Although Lee had accomplished her dreams of flying planes for a living, the job took its toll. In one of Lee’s final letters to her sister she wrote about the exhausting nature of working every day of the week with little time off. According to Montgomery Hom, the co-producer of “A Brief Flight: Hazel Ying Lee and The Women Who Flew Pursuit,” Lee wondered what would happen to her. 

On November 10, Lee attempted to carry out orders to pilot a P-63 to Great Falls, Montana from Buffalo, New York. Her flight had been delayed due to weather conditions, however. When it finally cleared she took to the skies. 

By the time she would arrive, the amount of P-63s coming into Great Falls created confusion within the control tower. They’d mistakenly instructed Lee and another pilot to land at the same time, with one plane flying just above the other. Control tower operators realized the mistake and told the plane on top to quickly pull up. Unfortunately, confusion persisted and they’d actually told the bottom plane, Lee’s aircraft, to go up. 
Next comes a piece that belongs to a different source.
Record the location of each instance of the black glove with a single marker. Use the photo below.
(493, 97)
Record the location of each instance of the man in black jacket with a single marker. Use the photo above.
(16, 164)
A collision, explosion and crash. After being pulled from the wreckage, Lee was hospitalized due to severe burns for two days before succumbing to her injuries. She died on November 25, 1944 and was the last of the WASPs to die on duty as the program was ended the following month.

Lee’s parents were notified of their daughter’s death just a few days before hearing about their son, Victor, dying in combat in France. Initially, her parents were denied the right to bury their children at Riverview Cemetery in Portland due to being non-whites but after fighting against these rules they were permitted.

In addition to racism, Lee, along with the other WASPs, had to deal with the sexist decision to not be considered military veterans. According to the Federal Aviation Administration, WASP pilots were classified as civilians; they were required to buy their own uniforms, pay for their lodging out of pocket and were not given military benefits or funerals.

This was all on top of being paid less than their male counterparts. It would not be until 1977 that President Carter would give veteran status to the WASPs. President Obama gave Congressional medals to them in 2010. Oregon inducted Hazel Ling Yee into the Aviation Hall of Honor in 2004.